What specific tax changes and deficit estimates are contained in the Inflation Reduction Act as scored by CBO and independent budget analysts?
Executive summary
The Inflation Reduction Act (IRA) bundled several tax-law changes — most notably a new 15% corporate book minimum tax, a 1% excise tax on corporate stock buybacks, and roughly $80 billion of additional IRS funding intended to raise compliance revenue — and was scored as deficit-reducing by some official and independent scorers but with materially different totals depending on assumptions about enforcement and program uptake (CBO, JCT, PWBM, Tax Foundation) [1] [2] [3] [4]. Over the 2022–2031 window, estimates range from a modest net deficit reduction to hundreds of billions of dollars of savings or, in later CBO updates, erosion of those projected savings as implementation and higher-than-expected spending play out [2] [5] [6] [7] [8].
1. What the law changes on taxes — the headline provisions
The IRA’s tax package created a 15 percent minimum tax on corporations’ financial-statement (“book”) income, imposed a 1 percent excise tax on stock buybacks, tightened some passthrough loss-deduction rules and included other business tax changes that JCT and CBO scored as increasing receipts, while also expanding or extending many refundable and nonrefundable tax credits tied to clean energy and electric vehicles that offset gross revenue gains [1] [5] [4]. The law also left in place major administrative changes relevant to revenue: roughly $80 billion in IRS funding intended for enforcement, hiring, and modernization that CBO and other modelers treated as an investment expected to yield additional collections over the decade [5] [2] [4].
2. CBO’s official scoring: baseline numbers, revisions, and caveats
CBO’s published score documents multiple estimates as the legislative text and administrative guidance evolved; one CBO publication summarized a net decrease in the deficit of about $90 billion for 2022–2031 taking into account its baseline assumptions and scored revenues, while later CBO figures — and consolidated reporting by budget analysts — showed different headline numbers as assumptions about IRS collections, drug-pricing savings, and energy tax-credit uptake changed [2] [1] [7]. CBO and the Joint Committee on Taxation also attributed substantial additional revenue to increased IRS funding (CBO’s estimate of roughly $180–204 billion of additional receipts tied to enforcement funding appears in multiple summaries), but CBO warned that some technical and implementation choices, and updated baselines, altered how much savings the law would ultimately deliver [5] [2] [7].
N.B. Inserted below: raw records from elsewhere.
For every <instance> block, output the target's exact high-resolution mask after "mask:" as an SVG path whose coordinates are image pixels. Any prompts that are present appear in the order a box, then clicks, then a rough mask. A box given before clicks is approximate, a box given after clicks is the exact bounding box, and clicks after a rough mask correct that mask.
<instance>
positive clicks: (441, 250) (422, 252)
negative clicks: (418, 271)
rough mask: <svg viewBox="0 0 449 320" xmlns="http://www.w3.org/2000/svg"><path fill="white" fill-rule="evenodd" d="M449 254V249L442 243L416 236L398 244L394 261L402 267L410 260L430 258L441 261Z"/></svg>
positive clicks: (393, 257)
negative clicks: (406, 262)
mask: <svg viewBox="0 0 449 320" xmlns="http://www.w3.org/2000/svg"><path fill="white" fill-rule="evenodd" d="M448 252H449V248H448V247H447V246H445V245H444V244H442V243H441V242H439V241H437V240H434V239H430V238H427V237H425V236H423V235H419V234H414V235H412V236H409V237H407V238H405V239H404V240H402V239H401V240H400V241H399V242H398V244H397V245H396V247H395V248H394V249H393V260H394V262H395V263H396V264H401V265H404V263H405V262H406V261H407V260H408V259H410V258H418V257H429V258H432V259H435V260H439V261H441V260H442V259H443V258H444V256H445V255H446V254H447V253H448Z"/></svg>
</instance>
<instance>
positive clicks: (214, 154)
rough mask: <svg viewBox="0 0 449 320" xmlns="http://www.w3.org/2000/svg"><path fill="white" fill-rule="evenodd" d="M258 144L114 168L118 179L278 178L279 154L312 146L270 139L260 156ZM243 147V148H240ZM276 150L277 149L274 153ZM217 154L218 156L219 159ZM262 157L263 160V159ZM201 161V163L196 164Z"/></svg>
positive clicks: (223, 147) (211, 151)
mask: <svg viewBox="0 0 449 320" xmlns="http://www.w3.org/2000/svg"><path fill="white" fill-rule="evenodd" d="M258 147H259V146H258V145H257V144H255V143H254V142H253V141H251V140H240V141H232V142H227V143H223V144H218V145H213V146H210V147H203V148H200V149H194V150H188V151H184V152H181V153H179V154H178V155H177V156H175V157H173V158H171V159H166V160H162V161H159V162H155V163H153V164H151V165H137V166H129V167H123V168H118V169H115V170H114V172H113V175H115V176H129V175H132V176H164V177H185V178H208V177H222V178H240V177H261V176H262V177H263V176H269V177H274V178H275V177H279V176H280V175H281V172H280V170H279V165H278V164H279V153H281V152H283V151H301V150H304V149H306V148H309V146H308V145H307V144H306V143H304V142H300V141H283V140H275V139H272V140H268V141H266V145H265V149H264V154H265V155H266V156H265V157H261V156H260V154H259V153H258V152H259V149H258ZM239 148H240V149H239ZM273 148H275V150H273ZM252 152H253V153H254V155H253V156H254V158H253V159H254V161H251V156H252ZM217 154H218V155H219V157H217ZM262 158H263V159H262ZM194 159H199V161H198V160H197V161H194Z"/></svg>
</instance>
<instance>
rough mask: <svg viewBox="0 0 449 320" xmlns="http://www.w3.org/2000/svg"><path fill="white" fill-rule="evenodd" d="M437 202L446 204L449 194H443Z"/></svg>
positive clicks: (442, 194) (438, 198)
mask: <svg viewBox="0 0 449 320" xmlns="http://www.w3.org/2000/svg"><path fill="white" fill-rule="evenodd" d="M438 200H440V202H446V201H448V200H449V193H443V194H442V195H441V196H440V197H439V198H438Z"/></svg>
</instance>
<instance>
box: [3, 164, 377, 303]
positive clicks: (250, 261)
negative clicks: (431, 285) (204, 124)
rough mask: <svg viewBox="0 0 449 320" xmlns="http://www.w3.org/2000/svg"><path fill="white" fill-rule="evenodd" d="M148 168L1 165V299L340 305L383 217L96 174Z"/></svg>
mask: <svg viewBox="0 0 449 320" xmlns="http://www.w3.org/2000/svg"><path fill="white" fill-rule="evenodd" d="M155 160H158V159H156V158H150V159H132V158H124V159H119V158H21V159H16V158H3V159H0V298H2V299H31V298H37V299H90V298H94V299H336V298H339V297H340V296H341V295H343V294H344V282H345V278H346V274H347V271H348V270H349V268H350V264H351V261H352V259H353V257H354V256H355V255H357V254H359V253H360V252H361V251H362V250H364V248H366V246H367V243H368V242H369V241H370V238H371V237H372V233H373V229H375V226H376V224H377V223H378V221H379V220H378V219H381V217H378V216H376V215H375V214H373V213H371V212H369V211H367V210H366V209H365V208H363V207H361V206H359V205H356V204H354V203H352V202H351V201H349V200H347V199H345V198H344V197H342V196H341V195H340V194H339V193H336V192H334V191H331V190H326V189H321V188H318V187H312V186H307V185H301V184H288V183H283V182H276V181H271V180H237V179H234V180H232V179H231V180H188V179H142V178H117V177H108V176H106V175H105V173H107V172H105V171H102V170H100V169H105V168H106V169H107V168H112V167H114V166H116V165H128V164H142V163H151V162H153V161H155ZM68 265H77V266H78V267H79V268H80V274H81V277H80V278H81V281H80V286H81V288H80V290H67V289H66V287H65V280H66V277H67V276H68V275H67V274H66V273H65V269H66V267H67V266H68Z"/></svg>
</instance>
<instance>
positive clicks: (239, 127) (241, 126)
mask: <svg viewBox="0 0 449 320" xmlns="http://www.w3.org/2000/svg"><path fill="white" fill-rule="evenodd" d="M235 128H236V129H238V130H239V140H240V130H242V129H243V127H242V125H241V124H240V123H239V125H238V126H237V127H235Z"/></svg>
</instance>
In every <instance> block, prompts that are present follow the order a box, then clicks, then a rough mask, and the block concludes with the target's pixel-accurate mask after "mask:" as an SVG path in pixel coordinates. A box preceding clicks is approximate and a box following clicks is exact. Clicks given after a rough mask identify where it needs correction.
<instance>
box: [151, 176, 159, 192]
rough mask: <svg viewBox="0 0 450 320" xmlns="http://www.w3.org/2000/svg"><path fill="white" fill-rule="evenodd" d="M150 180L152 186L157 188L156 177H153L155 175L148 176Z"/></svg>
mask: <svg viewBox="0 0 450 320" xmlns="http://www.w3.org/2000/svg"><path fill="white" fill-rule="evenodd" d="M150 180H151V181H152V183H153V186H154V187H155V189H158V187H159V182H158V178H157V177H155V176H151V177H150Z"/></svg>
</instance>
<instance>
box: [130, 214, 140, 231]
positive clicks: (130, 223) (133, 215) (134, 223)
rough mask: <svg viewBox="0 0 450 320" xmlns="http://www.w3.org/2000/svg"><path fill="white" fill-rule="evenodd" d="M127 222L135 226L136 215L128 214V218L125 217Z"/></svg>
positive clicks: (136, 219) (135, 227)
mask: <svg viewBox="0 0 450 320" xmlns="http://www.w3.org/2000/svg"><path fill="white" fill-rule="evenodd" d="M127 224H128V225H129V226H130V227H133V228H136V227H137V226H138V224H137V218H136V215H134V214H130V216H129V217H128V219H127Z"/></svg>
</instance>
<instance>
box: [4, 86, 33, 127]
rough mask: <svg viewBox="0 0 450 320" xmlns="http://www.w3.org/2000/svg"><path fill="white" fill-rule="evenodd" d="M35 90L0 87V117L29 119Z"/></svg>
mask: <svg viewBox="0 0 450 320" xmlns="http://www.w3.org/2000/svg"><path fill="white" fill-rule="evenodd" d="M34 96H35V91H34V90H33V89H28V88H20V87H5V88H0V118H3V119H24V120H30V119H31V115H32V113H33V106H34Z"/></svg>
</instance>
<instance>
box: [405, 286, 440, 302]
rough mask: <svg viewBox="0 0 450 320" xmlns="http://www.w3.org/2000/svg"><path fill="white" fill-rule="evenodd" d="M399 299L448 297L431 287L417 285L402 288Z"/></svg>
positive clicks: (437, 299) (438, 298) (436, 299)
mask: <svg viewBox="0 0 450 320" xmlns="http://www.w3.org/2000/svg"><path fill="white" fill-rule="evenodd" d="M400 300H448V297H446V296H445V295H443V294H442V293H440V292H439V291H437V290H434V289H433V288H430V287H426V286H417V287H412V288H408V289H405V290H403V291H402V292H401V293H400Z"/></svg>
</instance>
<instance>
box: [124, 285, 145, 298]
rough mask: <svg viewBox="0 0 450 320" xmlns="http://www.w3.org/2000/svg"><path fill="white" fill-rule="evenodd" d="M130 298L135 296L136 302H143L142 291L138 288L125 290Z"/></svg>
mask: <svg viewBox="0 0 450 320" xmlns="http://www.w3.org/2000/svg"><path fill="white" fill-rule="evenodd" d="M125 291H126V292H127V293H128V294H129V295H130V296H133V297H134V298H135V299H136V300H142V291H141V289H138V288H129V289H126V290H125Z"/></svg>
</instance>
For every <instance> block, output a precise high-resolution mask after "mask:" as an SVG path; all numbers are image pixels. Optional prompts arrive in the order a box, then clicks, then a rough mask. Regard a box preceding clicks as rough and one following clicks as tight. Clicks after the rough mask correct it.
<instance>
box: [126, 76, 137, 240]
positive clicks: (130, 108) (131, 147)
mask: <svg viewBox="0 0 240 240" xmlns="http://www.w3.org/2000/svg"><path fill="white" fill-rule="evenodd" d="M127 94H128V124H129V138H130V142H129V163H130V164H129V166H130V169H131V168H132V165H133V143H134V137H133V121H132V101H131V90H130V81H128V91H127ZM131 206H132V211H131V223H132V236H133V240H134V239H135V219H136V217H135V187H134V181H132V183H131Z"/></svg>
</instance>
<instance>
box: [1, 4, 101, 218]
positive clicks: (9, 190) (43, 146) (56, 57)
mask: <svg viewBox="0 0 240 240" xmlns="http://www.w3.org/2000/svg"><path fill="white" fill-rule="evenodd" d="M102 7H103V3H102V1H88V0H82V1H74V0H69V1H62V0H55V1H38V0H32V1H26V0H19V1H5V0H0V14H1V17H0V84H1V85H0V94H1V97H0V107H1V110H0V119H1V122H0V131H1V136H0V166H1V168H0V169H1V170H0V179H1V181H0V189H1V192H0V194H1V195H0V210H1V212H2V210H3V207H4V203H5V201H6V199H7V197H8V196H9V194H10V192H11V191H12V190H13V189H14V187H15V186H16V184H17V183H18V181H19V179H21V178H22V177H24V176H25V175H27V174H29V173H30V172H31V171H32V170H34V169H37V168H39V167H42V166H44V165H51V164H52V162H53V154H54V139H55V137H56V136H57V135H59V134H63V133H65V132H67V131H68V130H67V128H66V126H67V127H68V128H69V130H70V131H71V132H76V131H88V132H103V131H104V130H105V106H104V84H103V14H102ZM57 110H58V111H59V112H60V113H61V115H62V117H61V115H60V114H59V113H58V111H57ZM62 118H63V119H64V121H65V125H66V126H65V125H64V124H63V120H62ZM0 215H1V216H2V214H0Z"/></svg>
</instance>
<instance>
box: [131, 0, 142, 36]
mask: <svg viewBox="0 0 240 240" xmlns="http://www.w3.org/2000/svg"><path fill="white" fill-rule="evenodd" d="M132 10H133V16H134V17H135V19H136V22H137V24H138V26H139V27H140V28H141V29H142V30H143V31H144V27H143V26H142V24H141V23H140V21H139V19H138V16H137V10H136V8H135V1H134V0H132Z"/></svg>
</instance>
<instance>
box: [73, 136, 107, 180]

3. Independent modelers: close agreement on scale, important timing differences
Independent analysists largely corroborated the direction of CBO’s score while differing on magnitude and timing: the Penn Wharton Budget Model found effects almost identical to CBO’s aside from timing of corporate minimum-tax receipts, with PWBM’s cumulative deficit reduction estimates close to CBO’s depending on the window used [3]. Outside fiscal groups and think tanks produced a range of outcomes — the Committee for a Responsible Federal Budget and related summaries cited larger headline reductions (figures like roughly $238–305 billion cited in media summaries of the CBO/JCT framework), while Tax Foundation modeling that incorporated macroeconomic feedback produced a different net revenue picture and emphasized that energy and clean-tech credits add to near-term spending needs [6] [5] [4].
4. Why estimates diverge and what later CBO updates show
Differences in scores trace to methodological choices: whether to count projected IRS enforcement gains (and how much), assumptions about producers’ use of book-income reporting to avoid the minimum tax, uptake and certification of energy credits, and the timing and size of drug-pricing savings from Medicare negotiation; those assumptions create multi-hundred-billion-dollar swings in 10-year tallies [3] [4] [8]. Importantly, CBO’s later work and testimony signaled that some IRA provisions (notably energy tax credits and implementation of drug-price changes) have increased projected deficits relative to earlier CBO baselines, undercutting portions of the initially advertised deficit reduction even as other components (IRS enforcement, corporate taxes, buyback tax) continue to produce revenue in projections [7] [8].
5. Bottom line: concrete tax items and an uncertain fiscal net
The concrete tax and revenue items in the law are clear — a 15% corporate book minimum, a 1% buybacks excise, stricter passthrough loss rules, expanded clean-energy and EV credits, and significant IRS funding earmarked for enforcement — but the law’s net effect on deficits depends heavily on contested assumptions about enforcement yields, credit utilization, and Medicare drug-savings implementation; across reputable scorers the 2022–2031 window produces estimates ranging from modest net deficit reduction (CBO’s formal product in some iterations) to larger reductions in some independent summaries and, in later CBO updates, reductions that have been partly eroded by programmatic spending and updated baselines [1] [2] [3] [6] [7] [8].